北フランスNormandy地方は、東はRouenから西Cherbourgの地区をさす。Rouenはジャンヌダルクの裁判が行われ処刑された所、Cherbourgは映画の題名にもなったが今は核燃料処理品の出発港として有名になった。この一帯は美しい砂浜の海岸が続き、50年前の上陸大作戦は想像することは出来ない。唯一アメリカ軍が上陸したOmaha海岸に、碑と小さな展望台、それに墓地が、その昔の出来事を思い浮かべさせるに過ぎない。
Omaha海岸近くのBayeuxには戦争博物館があり、そこにはNormandy作戦の当時の新聞、写真、武器、戦車、軍服など展示されている。ドイツ軍の抵抗も大きかったことから、この上陸作戦により、近くのBayeuxとCaenの町は焼け野原になった。その当時の写真も見ることができた。戦争は勝った方も負けた方も共に大変な痛手を被ることを認識させさせる。
アウシュビッツのような強制収容所はナチス時代無数にあったが、その一つであるBuchenwald(ちなみにこの収容所はアメリカ軍が解放した。
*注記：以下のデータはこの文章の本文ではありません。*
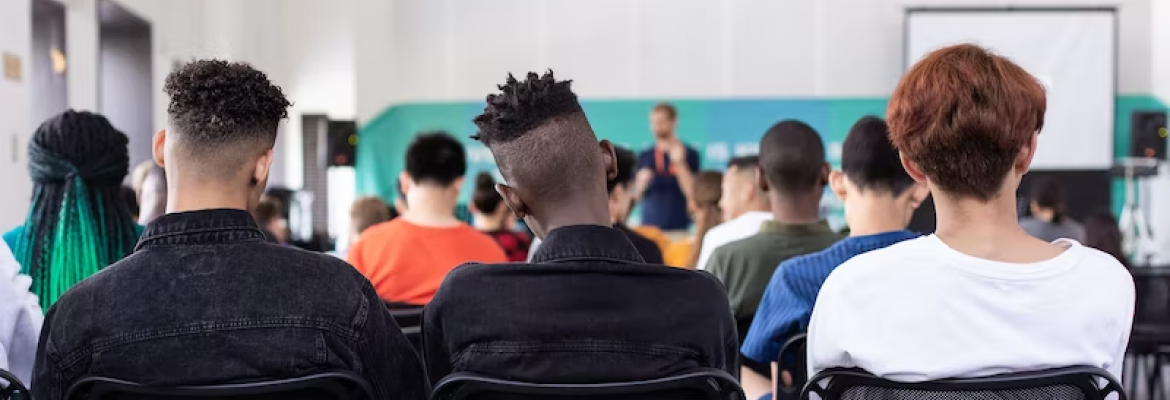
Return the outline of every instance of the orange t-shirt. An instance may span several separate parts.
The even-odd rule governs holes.
[[[666,265],[676,268],[686,268],[687,261],[691,260],[691,239],[679,240],[671,243],[666,251],[662,252],[662,260]]]
[[[495,240],[467,224],[427,227],[405,218],[362,232],[347,257],[383,300],[415,305],[430,302],[443,277],[460,264],[508,261]]]

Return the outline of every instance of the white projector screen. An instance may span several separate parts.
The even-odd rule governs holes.
[[[1048,112],[1032,169],[1109,168],[1116,21],[1112,10],[909,10],[906,67],[952,44],[991,49],[1047,88]]]

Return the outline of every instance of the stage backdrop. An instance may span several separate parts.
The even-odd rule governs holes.
[[[1164,109],[1151,96],[1118,96],[1114,122],[1114,155],[1124,156],[1129,148],[1129,114],[1139,109]],[[631,148],[651,143],[648,112],[657,100],[586,100],[582,106],[600,138]],[[783,119],[799,119],[811,125],[825,139],[830,163],[840,160],[840,144],[860,117],[885,115],[885,98],[776,99],[776,100],[674,100],[679,110],[679,136],[699,149],[704,169],[722,170],[727,160],[754,154],[764,131]],[[466,197],[471,177],[479,171],[496,172],[487,148],[471,140],[475,125],[471,119],[483,110],[482,102],[420,103],[391,107],[362,126],[357,145],[357,195],[378,195],[393,199],[394,187],[403,168],[403,154],[411,138],[423,131],[445,130],[463,140],[468,153]],[[1059,136],[1044,131],[1042,135]],[[1047,143],[1060,143],[1050,141]],[[1121,186],[1114,184],[1112,207],[1121,205]],[[826,215],[840,225],[839,203],[826,191]]]

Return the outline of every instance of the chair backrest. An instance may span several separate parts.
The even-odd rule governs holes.
[[[398,324],[399,328],[422,325],[422,315],[423,308],[418,306],[412,308],[390,308],[390,317],[394,318],[394,323]]]
[[[459,372],[439,381],[432,400],[743,400],[743,389],[727,372],[692,373],[635,382],[596,384],[528,383]]]
[[[1125,390],[1108,371],[1073,366],[982,378],[894,382],[856,368],[833,368],[809,379],[800,398],[820,400],[1104,400]]]
[[[776,358],[779,360],[780,370],[788,371],[792,374],[792,386],[787,388],[779,388],[781,391],[786,391],[791,397],[795,397],[800,392],[800,388],[808,382],[808,335],[801,333],[788,338],[783,346],[780,346],[780,355]],[[772,379],[780,379],[780,377],[772,377]]]
[[[374,391],[362,377],[345,371],[297,378],[203,386],[146,386],[91,376],[69,387],[67,400],[106,399],[336,399],[373,400]]]
[[[11,372],[0,369],[0,400],[30,399],[28,387]]]

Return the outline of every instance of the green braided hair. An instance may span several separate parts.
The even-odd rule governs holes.
[[[33,134],[32,208],[15,255],[42,309],[134,251],[138,229],[121,200],[127,143],[105,117],[84,111],[58,114]]]

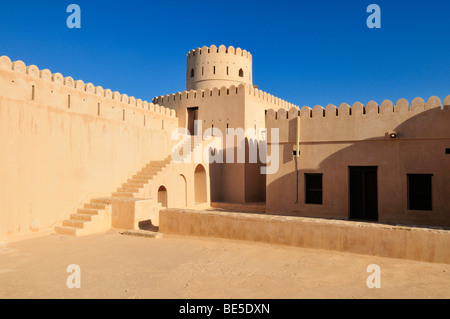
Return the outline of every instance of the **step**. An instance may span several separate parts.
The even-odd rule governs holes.
[[[106,204],[89,203],[89,204],[84,204],[84,208],[104,210],[104,209],[106,209]]]
[[[86,222],[92,222],[96,216],[98,216],[98,215],[71,214],[70,220],[83,220]]]
[[[163,236],[163,234],[161,234],[161,233],[152,232],[152,231],[148,231],[148,230],[126,230],[121,234],[127,235],[127,236],[137,236],[137,237],[154,238],[154,239],[159,239]]]
[[[112,193],[112,196],[113,197],[134,198],[134,193],[117,192],[117,193]]]
[[[94,199],[91,199],[91,203],[92,204],[111,205],[112,204],[112,200],[111,200],[110,197],[108,197],[108,198],[94,198]]]
[[[151,179],[153,176],[155,176],[155,174],[148,174],[148,173],[139,173],[137,175],[133,175],[133,179],[145,179],[145,180],[149,180]]]
[[[92,208],[79,208],[77,214],[80,215],[98,215],[98,209]]]
[[[117,189],[119,193],[139,193],[139,188],[119,187]]]
[[[161,172],[163,169],[155,169],[155,168],[144,168],[138,174],[154,174]]]
[[[144,168],[137,175],[152,175],[161,172],[161,169]]]
[[[84,230],[77,227],[56,226],[55,232],[60,235],[77,237],[82,235]]]
[[[63,221],[63,226],[73,228],[84,228],[84,224],[89,223],[87,220],[68,219]]]
[[[123,188],[143,188],[145,184],[141,183],[124,183],[122,184]]]
[[[145,166],[145,168],[147,168],[147,169],[161,169],[161,168],[164,168],[164,167],[166,167],[167,165],[166,164],[150,164],[150,165],[146,165]]]
[[[143,178],[139,178],[139,179],[137,179],[137,178],[133,178],[133,179],[129,179],[129,180],[127,180],[127,183],[130,183],[130,184],[132,184],[132,183],[140,183],[140,184],[148,184],[148,179],[143,179]]]
[[[145,178],[146,180],[151,180],[153,177],[155,177],[157,172],[155,173],[139,173],[137,175],[134,175],[133,178]]]

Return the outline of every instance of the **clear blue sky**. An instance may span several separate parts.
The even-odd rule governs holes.
[[[367,28],[371,3],[381,29]],[[255,85],[300,107],[443,100],[449,12],[448,0],[1,1],[0,55],[151,101],[185,89],[188,51],[224,44],[253,54]]]

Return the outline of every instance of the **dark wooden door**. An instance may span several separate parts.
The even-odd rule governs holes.
[[[350,219],[378,220],[378,168],[350,167]]]

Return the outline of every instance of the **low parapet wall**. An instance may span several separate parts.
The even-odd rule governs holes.
[[[167,209],[160,232],[450,263],[450,231],[217,211]]]

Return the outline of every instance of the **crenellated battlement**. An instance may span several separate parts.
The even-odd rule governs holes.
[[[299,107],[295,104],[282,100],[272,94],[259,90],[253,86],[247,87],[248,94],[256,99],[259,99],[266,107],[266,110],[284,109],[289,110],[295,108],[299,110]]]
[[[246,59],[249,59],[252,61],[253,57],[250,52],[247,50],[242,50],[241,48],[235,49],[233,46],[229,46],[228,48],[225,45],[221,45],[219,47],[212,45],[210,47],[203,46],[202,48],[196,48],[195,50],[189,51],[187,54],[187,58],[193,58],[198,57],[200,55],[206,55],[206,54],[212,54],[212,55],[218,55],[218,54],[226,54],[228,56],[241,56]]]
[[[183,92],[177,92],[172,94],[166,94],[153,98],[154,104],[164,105],[169,108],[173,108],[178,103],[183,103],[186,101],[197,101],[201,99],[211,99],[211,98],[225,98],[229,96],[237,96],[245,93],[245,85],[241,84],[239,86],[231,85],[230,87],[212,88],[212,89],[199,89],[199,90],[189,90]]]
[[[236,96],[239,94],[247,94],[250,98],[253,98],[260,102],[266,110],[278,110],[290,108],[297,108],[296,105],[286,102],[274,95],[271,95],[262,90],[256,89],[253,86],[240,84],[239,86],[231,85],[230,87],[223,86],[221,88],[214,87],[212,89],[199,89],[199,90],[189,90],[183,92],[177,92],[168,95],[162,95],[153,98],[154,104],[164,105],[169,108],[173,108],[177,103],[183,103],[188,100],[198,100],[198,99],[221,99],[228,96]]]
[[[270,99],[270,98],[267,98]],[[326,118],[333,119],[338,117],[376,117],[378,115],[389,115],[389,114],[407,114],[413,115],[420,113],[429,109],[440,108],[440,109],[450,109],[450,95],[444,100],[444,104],[437,96],[430,97],[427,102],[424,99],[417,97],[415,98],[411,106],[406,99],[400,99],[394,105],[392,101],[385,100],[381,105],[378,105],[375,101],[370,101],[367,105],[363,105],[360,102],[356,102],[353,106],[346,103],[342,103],[339,107],[333,104],[327,105],[325,108],[321,105],[316,105],[314,108],[304,106],[300,110],[297,107],[283,107],[278,111],[271,109],[267,112],[266,118],[270,121],[275,120],[289,120],[294,117],[300,116],[302,120],[307,119],[318,119]]]
[[[215,45],[192,50],[187,55],[186,89],[252,85],[252,55],[234,47]]]
[[[415,98],[411,105],[406,99],[400,99],[395,105],[392,101],[385,100],[381,105],[370,101],[366,105],[356,102],[353,106],[343,103],[339,107],[329,104],[325,108],[316,105],[314,108],[304,106],[300,110],[296,107],[269,109],[266,113],[266,126],[279,128],[280,140],[290,143],[296,141],[295,127],[298,124],[294,122],[298,118],[303,142],[384,139],[389,131],[397,130],[409,119],[428,110],[449,112],[450,95],[444,99],[444,103],[441,103],[439,97],[432,96],[426,102],[420,97]],[[421,132],[427,138],[442,138],[441,133]],[[408,135],[418,137],[417,134]],[[404,132],[400,136],[405,137]]]
[[[17,100],[31,100],[72,112],[102,115],[105,118],[149,126],[152,119],[167,119],[176,123],[176,112],[127,94],[103,89],[92,83],[64,77],[61,73],[39,70],[23,61],[12,62],[0,57],[1,96]]]

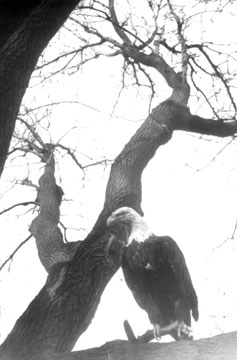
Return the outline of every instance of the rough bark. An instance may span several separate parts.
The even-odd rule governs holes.
[[[12,4],[11,6],[6,6],[6,2],[0,4],[2,10],[0,15],[0,174],[19,106],[38,57],[78,2],[79,0],[36,0],[29,4],[26,0],[22,0],[18,2],[22,6],[19,5],[17,10]],[[18,18],[13,21],[16,14]],[[142,172],[159,146],[171,138],[174,130],[215,136],[231,136],[237,131],[236,121],[213,121],[192,116],[184,106],[189,97],[188,85],[184,84],[181,77],[157,54],[141,54],[129,44],[123,45],[121,49],[125,56],[156,68],[173,88],[172,96],[152,111],[115,160],[107,186],[104,208],[94,228],[71,261],[65,262],[64,259],[64,262],[56,262],[53,267],[51,264],[47,266],[49,276],[46,284],[4,341],[0,350],[1,359],[26,360],[40,357],[46,359],[50,354],[71,351],[78,337],[90,324],[101,294],[119,266],[119,248],[115,249],[113,257],[107,254],[109,234],[106,229],[106,219],[112,210],[123,205],[131,206],[142,213],[140,207]],[[35,235],[37,236],[37,231]],[[193,344],[197,344],[198,349],[201,349],[202,345],[198,344],[206,344],[205,340],[202,341],[187,343],[185,354],[189,354],[189,348],[195,349],[196,345]],[[224,337],[223,343],[228,344],[228,338]],[[208,344],[211,344],[211,348],[215,346],[216,349],[219,341],[215,345],[215,342],[208,340]],[[155,345],[156,349],[160,346]],[[183,343],[175,343],[169,345],[170,348],[168,345],[167,347],[162,345],[160,349],[168,349],[169,356],[174,351],[173,358],[178,359],[175,356],[181,353],[182,345]],[[106,346],[108,348],[108,345]],[[102,352],[104,349],[107,351],[102,353],[103,358],[110,356],[111,350],[106,350],[106,346],[101,348]],[[142,358],[147,356],[146,358],[150,359],[155,356],[152,352],[153,345],[140,346],[141,351],[151,349],[151,357],[140,356],[138,345],[134,347],[119,342],[118,347],[115,346],[113,358],[119,358],[116,357],[118,352],[118,356],[122,354],[123,359],[139,359],[139,356]],[[207,357],[210,347],[207,345],[203,347],[204,350],[199,349],[196,352],[193,350],[194,355],[198,354],[199,357],[196,357],[198,359],[211,359]],[[124,354],[125,349],[127,357]],[[218,349],[221,351],[220,347]],[[236,351],[236,348],[233,351]],[[215,350],[212,350],[212,353],[214,352]],[[61,359],[69,359],[70,357],[66,356],[74,355],[63,355]],[[100,351],[97,350],[96,359],[99,359],[99,356]],[[162,353],[159,356],[162,356]],[[226,358],[224,356],[226,354],[223,355],[223,359]],[[60,358],[59,355],[56,358]],[[231,359],[231,355],[228,359]]]
[[[37,60],[79,1],[22,0],[0,4],[0,175]]]
[[[182,127],[182,130],[193,131],[192,119],[187,107],[172,100],[152,111],[115,160],[104,208],[91,233],[70,262],[51,269],[45,286],[3,343],[3,354],[10,359],[25,360],[39,354],[47,357],[72,350],[90,324],[101,294],[119,266],[116,251],[113,261],[107,254],[108,215],[123,205],[141,213],[144,168],[159,146],[171,138],[174,129]],[[208,124],[209,133],[216,134],[215,121],[202,119],[202,122]]]
[[[63,190],[56,184],[53,147],[46,145],[43,161],[44,173],[39,179],[37,202],[39,214],[30,225],[35,237],[39,259],[47,272],[58,263],[72,259],[81,241],[64,243],[63,234],[58,226]]]

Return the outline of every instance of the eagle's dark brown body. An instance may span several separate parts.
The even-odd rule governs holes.
[[[180,248],[172,238],[148,231],[133,209],[116,210],[108,226],[115,222],[128,229],[121,266],[135,300],[147,312],[156,335],[159,329],[170,328],[174,338],[179,338],[182,324],[191,326],[191,314],[196,321],[199,316],[197,295]]]
[[[132,241],[123,253],[126,283],[152,324],[161,328],[178,320],[198,320],[198,301],[181,250],[168,236]]]

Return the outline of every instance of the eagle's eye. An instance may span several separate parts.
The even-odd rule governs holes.
[[[121,211],[121,212],[119,212],[118,214],[117,214],[117,217],[124,217],[124,216],[126,216],[126,211]]]

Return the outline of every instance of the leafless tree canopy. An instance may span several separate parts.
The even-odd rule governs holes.
[[[222,15],[234,11],[232,1],[195,1],[191,15],[174,0],[143,3],[141,8],[136,8],[134,1],[126,1],[121,7],[114,0],[0,4],[0,169],[4,168],[18,118],[28,135],[15,133],[16,146],[11,153],[33,153],[44,164],[44,173],[35,186],[39,213],[32,220],[30,232],[48,272],[45,285],[2,344],[1,359],[153,359],[156,356],[162,359],[167,353],[170,359],[185,358],[184,353],[188,359],[237,356],[236,333],[161,347],[115,342],[70,354],[88,328],[105,286],[120,265],[119,243],[113,254],[107,251],[106,219],[121,206],[132,207],[142,214],[141,176],[158,148],[170,141],[175,130],[232,138],[237,132],[233,65],[236,65],[236,48],[233,46],[233,51],[227,53],[226,44],[192,40],[191,30],[200,12],[206,11],[205,6],[213,14]],[[51,59],[41,55],[63,24],[79,46],[69,50],[68,46],[67,51]],[[63,241],[58,226],[62,189],[55,180],[55,150],[67,151],[77,166],[83,169],[83,165],[60,142],[46,143],[37,126],[31,124],[27,111],[19,114],[19,107],[34,69],[36,77],[46,79],[58,72],[75,72],[101,56],[122,58],[122,88],[128,81],[137,87],[148,87],[153,109],[149,109],[145,121],[114,160],[104,206],[93,228],[83,241],[72,245]],[[154,106],[162,81],[170,95]],[[190,94],[205,102],[206,118],[193,114],[195,109],[188,107]]]

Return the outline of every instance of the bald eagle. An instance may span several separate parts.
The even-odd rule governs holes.
[[[122,207],[107,219],[112,234],[126,233],[121,266],[125,281],[154,328],[154,337],[170,333],[192,339],[191,313],[198,320],[198,300],[182,251],[169,236],[156,236],[132,208]],[[112,235],[114,236],[114,235]]]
)を訪れたとき見たような残虐な写真はなく、このNormandy大作戦は正義の戦いであるとの意図のもとに展示されているとの印象を受けた。
この世には悪はないと信じたいが、Wuchenwaldを訪問した時そうも云えないと感じた。「悪は悪そのもので常に存在する力を持つ。善なるものは人々が努力したときのみ現れる。」という誰かの言葉は、真実のように思えてくる。Buchenwaldは悪であり、それをなくそうと努力することにより善と言うものが認識されるのか。そう考えるとNormandy大作戦・Dresdenの大空襲も善なのか。また、南京大虐殺は悪で広島の原爆は善なのか。現在の日本を騒がせている宗教団体も悪であり、捜査することは善なのか。悪の存在しない社会は出来ないのだろうかとつくづく思う。
ヨーロッパでも有名になってしまった話題の新興宗教の上層部は有名私立中学高校を出た超有名大学・大学院出身者が多いのを見ると、論語読みの論語知らずと感じざるを得ない。自我の確立以前の幼い時の歪んだ生活、その中で無意識のうちに形成される価値観と悪とは結びついているような気がする。
頭脳が優秀、知識が豊富であること自体は何の価値もなく、その頭脳なり知識が世界の人々の幸せのために役だってこそ価値があるのである。このような価値観がより多くの人々に認識されなければ悪は常に存在する力を持つように思う。
それから、今回Normandyを見て回って感じたのは、Normandy、Dresdenがあって, Buchenwaldがあったのではなく、BuchenwaldがあってNormandy、Dresdenがあったということである。これは誰も否定出来ない事実である。この事実をきちっと認識することも、悪のない社会を作るためのもう一つの考え方ではないかと思う。